CRÔNICA

Por Guilherme Maia

 

O que se consegue esconder sobre os escombros de uma intimidade devastada?

Sorrisos, abraços, piadas e conversas não desvendam o que há por trás de uma fachada.

Mílvio era um homem com uma bagagem imensa de vida, deu nascimento a dois filhos de beleza estonteante, conquistara espaços profissionais e afetivos à força de fórceps. Sempre em algum momento de vida deflagrara uma vitória frente às limitações.

Acontece que tudo esvaíra como areia nos intervalos de sues dedos. De repente, o ritual do adeus se fez presente e de uma casa repleta sobrou o vazio do passado cada vez mais remoto.

Quando se deu conta entrou na casa dos quarenta anos. Conquistas fugazes bateram-lhe na cara, nada estava mais presente e como companhia teve o desamparo.

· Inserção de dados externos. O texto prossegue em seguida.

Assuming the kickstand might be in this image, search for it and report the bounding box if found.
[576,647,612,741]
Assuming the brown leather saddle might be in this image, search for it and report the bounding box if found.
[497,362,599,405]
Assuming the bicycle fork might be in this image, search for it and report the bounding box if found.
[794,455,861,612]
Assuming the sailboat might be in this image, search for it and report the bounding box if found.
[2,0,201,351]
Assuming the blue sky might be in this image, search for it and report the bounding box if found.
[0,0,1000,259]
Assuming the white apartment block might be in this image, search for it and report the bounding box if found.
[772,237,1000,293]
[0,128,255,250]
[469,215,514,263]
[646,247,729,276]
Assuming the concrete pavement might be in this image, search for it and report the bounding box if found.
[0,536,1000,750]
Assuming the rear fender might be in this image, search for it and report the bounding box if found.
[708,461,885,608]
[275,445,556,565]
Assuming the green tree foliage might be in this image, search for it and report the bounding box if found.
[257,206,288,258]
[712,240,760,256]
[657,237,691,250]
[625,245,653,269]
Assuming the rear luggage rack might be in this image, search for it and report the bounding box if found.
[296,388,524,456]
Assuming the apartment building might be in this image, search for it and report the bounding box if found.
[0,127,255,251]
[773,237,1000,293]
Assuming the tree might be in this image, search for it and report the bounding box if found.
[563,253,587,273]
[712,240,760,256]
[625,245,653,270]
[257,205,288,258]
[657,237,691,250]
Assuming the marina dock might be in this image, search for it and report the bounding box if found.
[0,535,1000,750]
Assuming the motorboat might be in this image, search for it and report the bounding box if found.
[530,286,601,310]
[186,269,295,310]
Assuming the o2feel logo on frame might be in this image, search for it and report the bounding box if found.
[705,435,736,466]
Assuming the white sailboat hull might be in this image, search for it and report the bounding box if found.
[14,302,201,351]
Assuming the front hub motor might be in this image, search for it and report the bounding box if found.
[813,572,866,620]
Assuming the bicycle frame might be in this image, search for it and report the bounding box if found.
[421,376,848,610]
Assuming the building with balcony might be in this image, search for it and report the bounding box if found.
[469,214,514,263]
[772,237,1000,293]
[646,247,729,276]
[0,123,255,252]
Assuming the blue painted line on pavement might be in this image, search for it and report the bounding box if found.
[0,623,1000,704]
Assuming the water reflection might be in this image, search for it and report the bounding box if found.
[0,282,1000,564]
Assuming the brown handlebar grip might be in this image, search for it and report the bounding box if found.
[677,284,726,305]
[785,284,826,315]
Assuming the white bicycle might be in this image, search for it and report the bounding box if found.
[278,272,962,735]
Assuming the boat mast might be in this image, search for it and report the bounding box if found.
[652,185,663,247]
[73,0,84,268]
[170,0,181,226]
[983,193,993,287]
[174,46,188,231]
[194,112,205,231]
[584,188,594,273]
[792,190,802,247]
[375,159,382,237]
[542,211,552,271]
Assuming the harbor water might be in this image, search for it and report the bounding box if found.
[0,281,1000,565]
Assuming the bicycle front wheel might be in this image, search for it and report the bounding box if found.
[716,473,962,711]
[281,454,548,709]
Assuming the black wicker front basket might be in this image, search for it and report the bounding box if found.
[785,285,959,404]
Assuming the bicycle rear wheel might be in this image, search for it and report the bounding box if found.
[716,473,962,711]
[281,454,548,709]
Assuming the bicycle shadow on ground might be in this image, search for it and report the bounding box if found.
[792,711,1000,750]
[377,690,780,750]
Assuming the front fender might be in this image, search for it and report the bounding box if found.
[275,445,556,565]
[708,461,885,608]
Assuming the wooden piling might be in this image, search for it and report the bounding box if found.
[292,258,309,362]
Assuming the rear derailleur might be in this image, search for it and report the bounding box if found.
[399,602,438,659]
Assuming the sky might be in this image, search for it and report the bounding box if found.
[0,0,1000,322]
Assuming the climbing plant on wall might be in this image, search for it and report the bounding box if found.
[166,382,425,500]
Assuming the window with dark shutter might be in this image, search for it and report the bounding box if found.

Falando sobre o vago dos momentos a só. Todas as suas escolhas formaram a via única da solidão: abandono do que propriamente compunha sua maneira gregária de ser. Agora tinha garçons e taxistas como amigos do peito, de um acolhimento desesperado de consumo momentâneo.

Espraiava-se pelo Centro do Rio como um beduíno sem tenda, conhecia pessoas no intuito de aplacar a ferocidade dos instantes em que ficava sozinho: cada minuto lacerava seu amor próprio.

A sociedade de consumo incute felicidade sintética comprável, de efeito imediato se desfaz como um castelo de areia suspenso no ar: a alegria de uma fração de tempo inequivocamente sem sentido.

A busca da Arte perdeu o brilho para ele de encanto contraposto à ideia de finitude da vida.

A ideia do outro. Seu incansável trabalho de dignificar individualidades esmaeceu e os meios para conseguir estar para alguém esfalfavam sua vontade – todo o trabalho que as soluções exigem fizeram estéril sua vontade.

Todo o sentimento do vazio, o vazio contido no olhar de um bebê recém-nascido ao encarar o mundo a sua volta, afluiu à escolha de um ponto sem retorno. Assaltado pela depressão, pior das madrastas, impelido pela autopiedade restou a ele dois caminhos: antecipação da morte ou reerguer os olhos para uma nova esperança.

Nada proviria de fatores externos: religiões, bebidas, mulheres ou drogas. Tudo isso enterrava ainda mais a fonte de qualquer reviravolta.

Ressignificar seus objetivos, espaços, opções, ressignificar sua percepção da vida.

Eis que surgem duas novas realidades para soerguer o que estava arrojado no chão.

As duas vêm de fora, mas são projeções de seus desejos ativos, são como o que ele quer e ainda afogado no lamaçal do passado frustrado, apontam para a nova estrada da vida.

Imanados do núcleo duro da resistência pela vida afloram a força do trabalho e a do amor. Forças estes que desbravam as sarças da desilusão e apontam para Mílvio a transformação do desespero em algo novo e solar.

Não eram a projeção psicanalítica que criara a nova esperança senão a vontade de novas conquistas.